Generał Dave Bradford zbudował Myrtles Plantation, zwany następnie Laurel Grove, w 1796 roku po tym, jak został wygnany ze Stanów Zjednoczonych za udział w Pensylwanii Whisky Rebellion, dzięki czemu zyskał przydomek Whisky Dave. Kilka lat później dołączyła do niego jego żona i pięcioro dzieci. Jego córka Sarah później odziedziczyła dom po ślubie z sędzią Clarke Woodruffem. Po śmierci żony i dwojga jego trojga dzieci (z powodu żółtej febry lub niewolniczej rebelii, w zależności od tego, kogo zapytasz), sprzedał posiadłość Ruffinowi Stirlingowi, który rozbudował dom i przemianował go na pobliskie kratery mirtowe.

W ciągu swojej 221-letniej historii Myrtles był świadkiem licznych zgonów - niektórych naturalnych, inne spowodowanych gwałtownymi konfrontacjami. William Winter, prawnik, który tam mieszkał w latach 1865-1871, został postrzelony na ganku. Plotki mówią, że zatoczył się do domu, zaczął wchodzić po schodach w poszukiwaniu żony i zmarł na siedemnastym kroku. Współcześni pracownicy i goście twierdzą, że słyszeli jego „umierające kroki” na klatce schodowej.
Chloe i William Winter to tylko dwa z dziewięciu duchów, które Frances mówi, że mieszka w Mirtach. Choć niektórzy twierdzą, że miały tam miejsce liczne morderstwa, historyczne zapisy potwierdzają tylko śmierć zimy.
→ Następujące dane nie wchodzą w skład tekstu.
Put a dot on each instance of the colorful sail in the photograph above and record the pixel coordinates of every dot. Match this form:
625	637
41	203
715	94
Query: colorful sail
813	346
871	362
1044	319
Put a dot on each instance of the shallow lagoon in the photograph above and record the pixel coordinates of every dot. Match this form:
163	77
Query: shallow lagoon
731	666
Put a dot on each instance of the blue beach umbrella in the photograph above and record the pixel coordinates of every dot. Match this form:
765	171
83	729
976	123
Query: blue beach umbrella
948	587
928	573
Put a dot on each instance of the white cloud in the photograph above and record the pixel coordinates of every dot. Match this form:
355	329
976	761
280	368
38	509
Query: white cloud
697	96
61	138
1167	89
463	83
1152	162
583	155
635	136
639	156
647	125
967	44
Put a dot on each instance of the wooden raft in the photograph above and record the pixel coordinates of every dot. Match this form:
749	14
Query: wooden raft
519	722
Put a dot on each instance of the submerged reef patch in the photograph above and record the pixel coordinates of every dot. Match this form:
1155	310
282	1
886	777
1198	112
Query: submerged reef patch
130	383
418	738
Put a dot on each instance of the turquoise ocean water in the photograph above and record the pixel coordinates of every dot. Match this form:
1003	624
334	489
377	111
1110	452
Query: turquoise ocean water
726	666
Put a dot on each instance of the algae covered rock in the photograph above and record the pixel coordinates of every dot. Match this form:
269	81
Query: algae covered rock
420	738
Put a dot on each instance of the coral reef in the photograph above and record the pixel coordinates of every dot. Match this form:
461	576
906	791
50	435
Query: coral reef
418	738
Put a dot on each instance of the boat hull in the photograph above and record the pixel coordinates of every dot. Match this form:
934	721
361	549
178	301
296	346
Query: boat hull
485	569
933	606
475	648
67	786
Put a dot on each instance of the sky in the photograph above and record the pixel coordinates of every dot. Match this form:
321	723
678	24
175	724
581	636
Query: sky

„Miałem tysiące raportów od gości w ciągu moich 10 lat, od słyszenia, oglądania rzeczy, podnoszenia łóżka i unoszenia się po pokoju, aż do ścigania po schodach za pomocą miotły” - powiedziała Frances Mysterious Universe. Inne nadprzyrodzone efekty sensoryczne odnotowane tam, to zapach perfum emanujących z nieznanego źródła, i odległe dźwięki płaczących dzieci, i imprezowanie się (znowu, bez logicznego źródła).
Oryginalna funkcja witrażowego domu nosi emblemat francuskiego krzyża. Weranda i okiennice są pomalowane na niebiesko, kolejny przesądny środek ostrożności, by odpędzić wrogie duchy.
Podobnie jak w przypadku każdej dobrej historii o duchach, opowieść o plantacji Myrtles ma swoich krytyków. Forum Virginia Ghosts wskazuje na lokalne doniesienia prasowe o śmierci Williama Wintersa, na przykład: uderzenie pojedynczego wybuchu strzelby zabiło go natychmiast, jak twierdzi, skutecznie negując wszelkie logiki stojące za doniesieniami o przesłuchaniu fatalnych kroków Wintera na schodach.
Ze swojej strony obecni właściciele Myrtles zdają się ogarnąć swoje miejsce jako najbardziej nawiedzony dom w Ameryce: poświęcili część swojej obecności online „historii i nawiedzeniom” i oferują codzienne wycieczki po historii „tajemnicy, i intryga. ”
Uzyskaj więcej informacji i zarezerwuj pobyt w Myrtles Plantation na TripAdvisor.